J’écris ces rimes la veille d’automne
Avant que la déprime ne sonne
Sommes-nous faits pour vivre sans comprendre
Seuls ces vers m’enivre sans attendre
L’envers du décor me rend ivre
En hiver, notre corps se givre
Mais notre cœur lui se délivre
Lorsque du livre il est auteur
Et qu’il nous livre ces terreurs
A toutes ces heures où l’on frisonne
Ce sont mes malheurs qui raisonnent
C’est le vent glacé qui les porte
Je suis lassé et ils m’emportent
Dehors toutes les portes sont claquées
Pourtant ce sont les cœurs fermés
Mais certains se leurrent d’être aidés
Pendant que leurs attentes sont fermes
Ils attendent la douceur qui germe
C’est dans la douleur qu’ils s’enferment

 

Bonjour à tous j’ai écrit ce poème, un week -end lorsque je regardais par la fenêtre et que je pensais à toutes ces personnes dans le monde qui souffrent et n’ont vraiment rien. Alors je pense qu’ au lieu de se plaindre de nos vies, il est temps d’agir parce beaucoup de personnes ont beaucoup moins que nous, j’espère que ce poème vous plait.

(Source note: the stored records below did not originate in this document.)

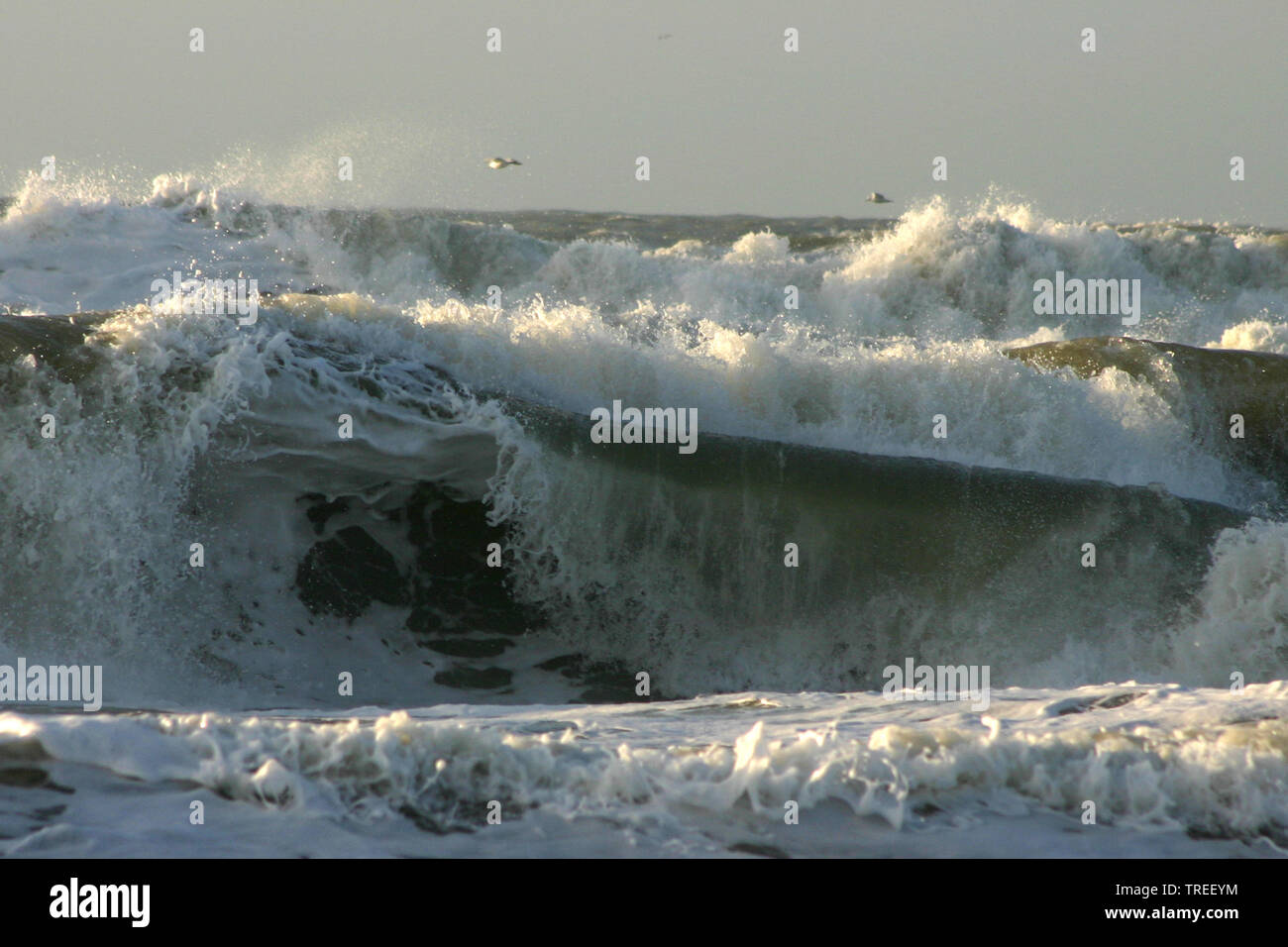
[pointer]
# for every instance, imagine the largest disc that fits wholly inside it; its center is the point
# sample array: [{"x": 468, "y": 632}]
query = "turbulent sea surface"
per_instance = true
[{"x": 468, "y": 352}]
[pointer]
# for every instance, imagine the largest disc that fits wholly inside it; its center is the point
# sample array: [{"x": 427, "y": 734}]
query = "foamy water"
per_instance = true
[{"x": 327, "y": 556}]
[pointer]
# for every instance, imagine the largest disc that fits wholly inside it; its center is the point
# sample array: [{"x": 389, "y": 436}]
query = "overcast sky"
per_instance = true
[{"x": 1144, "y": 128}]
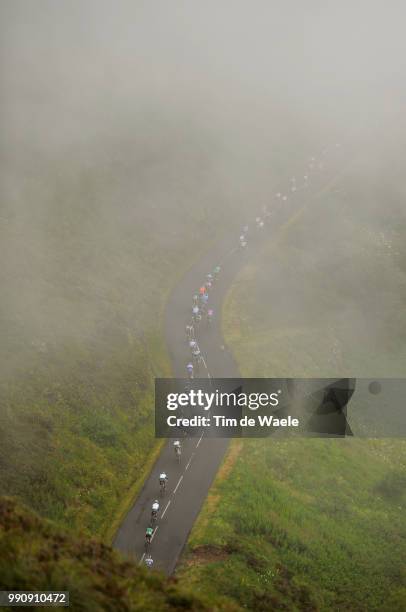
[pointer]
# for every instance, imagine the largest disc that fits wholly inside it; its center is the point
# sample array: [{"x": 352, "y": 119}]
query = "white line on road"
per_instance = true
[
  {"x": 166, "y": 507},
  {"x": 176, "y": 488}
]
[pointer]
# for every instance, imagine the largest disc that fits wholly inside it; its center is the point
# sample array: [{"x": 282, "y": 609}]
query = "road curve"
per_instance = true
[{"x": 190, "y": 481}]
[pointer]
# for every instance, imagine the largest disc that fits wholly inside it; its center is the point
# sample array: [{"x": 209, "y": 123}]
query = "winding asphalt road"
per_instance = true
[{"x": 190, "y": 481}]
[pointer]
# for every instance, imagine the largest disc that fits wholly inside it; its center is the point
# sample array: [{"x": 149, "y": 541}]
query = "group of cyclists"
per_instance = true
[{"x": 203, "y": 313}]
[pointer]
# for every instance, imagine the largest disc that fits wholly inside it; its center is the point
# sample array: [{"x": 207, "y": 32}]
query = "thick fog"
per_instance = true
[{"x": 108, "y": 103}]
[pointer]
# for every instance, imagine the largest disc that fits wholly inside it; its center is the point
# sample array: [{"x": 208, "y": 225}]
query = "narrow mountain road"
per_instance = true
[{"x": 190, "y": 481}]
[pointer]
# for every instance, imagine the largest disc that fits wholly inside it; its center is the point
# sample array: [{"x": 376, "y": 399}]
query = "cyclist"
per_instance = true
[
  {"x": 195, "y": 313},
  {"x": 163, "y": 479},
  {"x": 196, "y": 355},
  {"x": 148, "y": 535},
  {"x": 178, "y": 448}
]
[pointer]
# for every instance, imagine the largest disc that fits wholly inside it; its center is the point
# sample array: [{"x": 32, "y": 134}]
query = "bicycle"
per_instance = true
[{"x": 178, "y": 453}]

Si vous avez aimé n’hésitez pas à me dire ce que vous en pensez en commentaire, ça me ferait très plaisir 🙂

9 commentaires

  1. Pour moi, faire des rimes c’est se donner la peine d’offrir au lecteur un message agréable à lire et qu’il retiendra plus facilement si les vers sont réussis. Les mots eux sont toujours une délivrance tant le besoin de s’exprimer, d’exister tout simplement est grand que ce soit par les mots d’ailleurs ou d’autres façons (la peinture, la danse…). Leur portée, ça, c’est autre chose car nous sommes nombreux à crier parfois dans le désert… Comme toi, j’ai choisi les rimes, j’en suis fier et j’aurai toujours un petit tendre pour ceux qui font le même choix.